Ancak, bunca gürültüden sonra istifa ettirilen başkanların yerine “yeni” yüzlerle girilen seçimlerin kaybedilmesi de en az bu kadar risklidir.

Düşünelim: Az önce sıralanan illere, kaybedilmesi mümkün Antalya’nın da eklenmesi durumunda Reis’in ve partisinin iktidarı ülkenin on büyük ilindeki “yerellere” yalnızca Konya, Gaziantep ve Şanlıurfa’da yansımış olacaktır. Semazen kültürünün, “gazilik” ve “şanlılık” unvanlarının bile kurtaramayacağı bir durumdur.

Sonuçta AKP ve lideri açısından ortada her durumda risk vardır.

Meselenin düğümlendiği asıl nokta ise bu riskin alınıp alınmayacağıdır.

Risk almak istenmiyorsa “meşruiyet” sınırları dışında ve içinde olmak üzere yapılabilecek işler vardır. “Dışında” diyorsak, bir yol ülke içinde ya da dışında olağanüstünün de ötesinde olağanüstülükler yaratılarak seçimlerin ertelenmesidir. “Meşruiyet sınırları dışında” diğer bir yol, hile hurda işlerinde sınır tanımayan bir cüret olabilir.

“Meşruiyet sınırları içinde” diyorsak, bir yol seçimlerin erkene alınarak 2018 yılında tüm seçimlerin bir arada yapılmasıdır. Seçim sisteminde yapılacak değişikliklerle AKP iktidarının her durumda garantiye alınması bir başka yoldur. Neyi ne kadar kurtarabileceği tartışmalı olsa bile… 

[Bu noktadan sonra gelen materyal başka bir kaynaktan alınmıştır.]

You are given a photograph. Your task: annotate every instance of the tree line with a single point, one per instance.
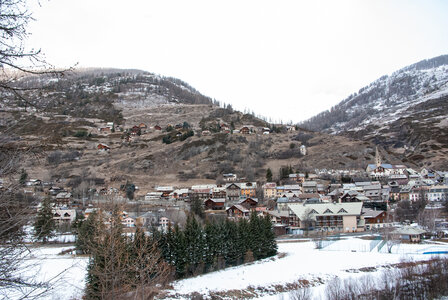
(138, 265)
(197, 248)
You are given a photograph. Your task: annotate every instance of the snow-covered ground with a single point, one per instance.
(64, 273)
(296, 261)
(302, 262)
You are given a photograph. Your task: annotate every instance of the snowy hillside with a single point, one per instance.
(405, 112)
(387, 99)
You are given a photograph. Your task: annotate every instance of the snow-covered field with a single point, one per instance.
(302, 262)
(264, 279)
(64, 273)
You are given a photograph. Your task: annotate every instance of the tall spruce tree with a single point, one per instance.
(179, 252)
(44, 225)
(269, 175)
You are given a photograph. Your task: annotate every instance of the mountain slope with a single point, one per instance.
(405, 112)
(64, 124)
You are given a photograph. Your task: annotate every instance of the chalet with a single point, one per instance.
(63, 199)
(153, 196)
(270, 190)
(352, 196)
(279, 216)
(180, 194)
(229, 177)
(233, 191)
(225, 128)
(375, 218)
(215, 204)
(248, 189)
(282, 203)
(245, 130)
(128, 222)
(164, 223)
(308, 196)
(237, 211)
(299, 178)
(165, 190)
(438, 193)
(103, 148)
(291, 190)
(34, 182)
(394, 193)
(409, 233)
(404, 192)
(249, 203)
(135, 130)
(201, 192)
(416, 193)
(340, 217)
(309, 187)
(64, 216)
(219, 192)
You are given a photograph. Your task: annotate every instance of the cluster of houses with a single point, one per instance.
(305, 202)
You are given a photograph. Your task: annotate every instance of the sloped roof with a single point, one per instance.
(239, 207)
(370, 213)
(216, 200)
(409, 230)
(321, 209)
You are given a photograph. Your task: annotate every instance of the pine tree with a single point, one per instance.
(268, 175)
(87, 232)
(243, 237)
(23, 177)
(197, 207)
(44, 225)
(179, 252)
(211, 245)
(232, 256)
(194, 244)
(108, 269)
(256, 237)
(269, 245)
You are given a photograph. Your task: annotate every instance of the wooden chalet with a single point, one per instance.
(215, 204)
(233, 192)
(375, 218)
(237, 211)
(245, 130)
(103, 147)
(249, 203)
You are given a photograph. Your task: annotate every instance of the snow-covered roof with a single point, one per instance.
(327, 209)
(409, 230)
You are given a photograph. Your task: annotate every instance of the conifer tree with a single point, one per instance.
(179, 252)
(269, 175)
(232, 256)
(212, 245)
(194, 244)
(44, 225)
(255, 239)
(269, 245)
(243, 237)
(87, 232)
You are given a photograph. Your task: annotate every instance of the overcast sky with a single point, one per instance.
(287, 60)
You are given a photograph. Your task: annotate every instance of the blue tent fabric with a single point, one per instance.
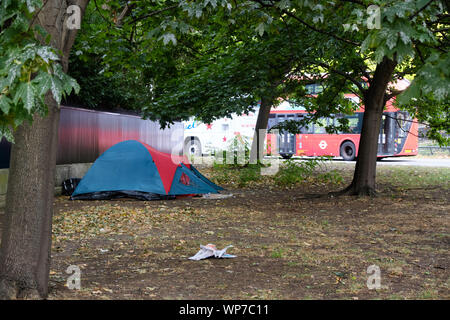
(127, 169)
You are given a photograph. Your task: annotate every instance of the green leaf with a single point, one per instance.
(5, 104)
(26, 93)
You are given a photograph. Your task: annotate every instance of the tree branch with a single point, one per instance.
(345, 75)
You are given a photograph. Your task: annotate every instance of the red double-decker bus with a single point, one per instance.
(398, 135)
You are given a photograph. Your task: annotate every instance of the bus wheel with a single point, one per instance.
(348, 151)
(192, 147)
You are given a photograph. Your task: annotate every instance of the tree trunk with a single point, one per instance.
(257, 150)
(374, 101)
(26, 238)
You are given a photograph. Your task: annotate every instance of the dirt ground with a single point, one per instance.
(289, 245)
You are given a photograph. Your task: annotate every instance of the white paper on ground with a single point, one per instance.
(210, 250)
(215, 196)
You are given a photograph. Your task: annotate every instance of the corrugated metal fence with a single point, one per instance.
(86, 134)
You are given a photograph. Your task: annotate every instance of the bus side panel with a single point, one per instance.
(326, 145)
(305, 144)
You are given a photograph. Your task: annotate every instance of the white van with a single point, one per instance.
(206, 138)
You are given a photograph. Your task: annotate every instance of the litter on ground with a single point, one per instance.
(209, 251)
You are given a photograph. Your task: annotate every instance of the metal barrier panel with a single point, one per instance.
(86, 134)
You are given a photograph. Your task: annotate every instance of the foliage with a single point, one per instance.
(29, 68)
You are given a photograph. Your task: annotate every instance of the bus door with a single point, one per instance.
(322, 141)
(402, 123)
(286, 140)
(305, 140)
(386, 143)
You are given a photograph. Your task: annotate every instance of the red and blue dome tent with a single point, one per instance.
(134, 169)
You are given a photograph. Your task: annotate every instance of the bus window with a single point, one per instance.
(354, 123)
(319, 127)
(313, 88)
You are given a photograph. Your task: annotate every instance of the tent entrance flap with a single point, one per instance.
(186, 181)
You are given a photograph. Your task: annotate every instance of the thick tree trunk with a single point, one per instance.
(257, 150)
(374, 101)
(26, 242)
(26, 238)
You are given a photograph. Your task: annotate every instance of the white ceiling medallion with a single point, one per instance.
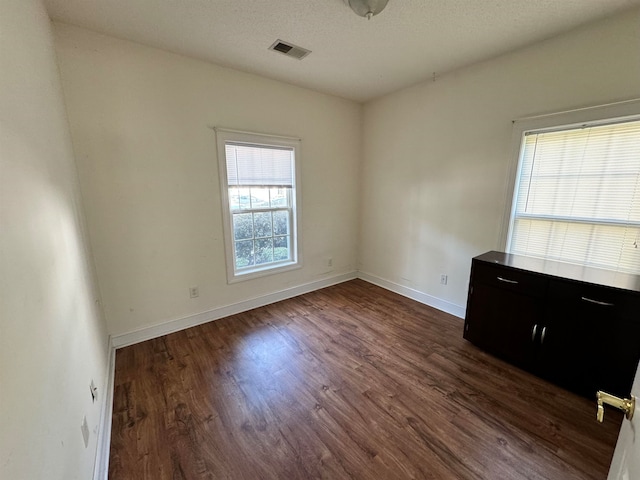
(367, 8)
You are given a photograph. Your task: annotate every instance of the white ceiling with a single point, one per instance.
(351, 57)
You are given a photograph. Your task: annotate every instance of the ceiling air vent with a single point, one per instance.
(289, 49)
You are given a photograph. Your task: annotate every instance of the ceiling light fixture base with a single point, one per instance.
(367, 8)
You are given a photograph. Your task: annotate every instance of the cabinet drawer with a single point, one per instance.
(510, 279)
(610, 303)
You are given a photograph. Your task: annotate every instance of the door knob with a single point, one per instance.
(627, 405)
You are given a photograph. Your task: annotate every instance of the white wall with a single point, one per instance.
(140, 122)
(52, 338)
(437, 156)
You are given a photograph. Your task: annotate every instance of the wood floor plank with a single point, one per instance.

Ne olacak, hangisi olacak, bu konuda bugünden kesin konuşmak mümkün değildir.

Gene de Türkiye’nin “iktidar acaba meşru sayılabilecek olanı mı yapacak yoksa bunun dışında yollar mı deneyecek” sorusunun tartışıldığı bir noktaya gelmiş olması başlı başına bir açıklık ve kesinliktir.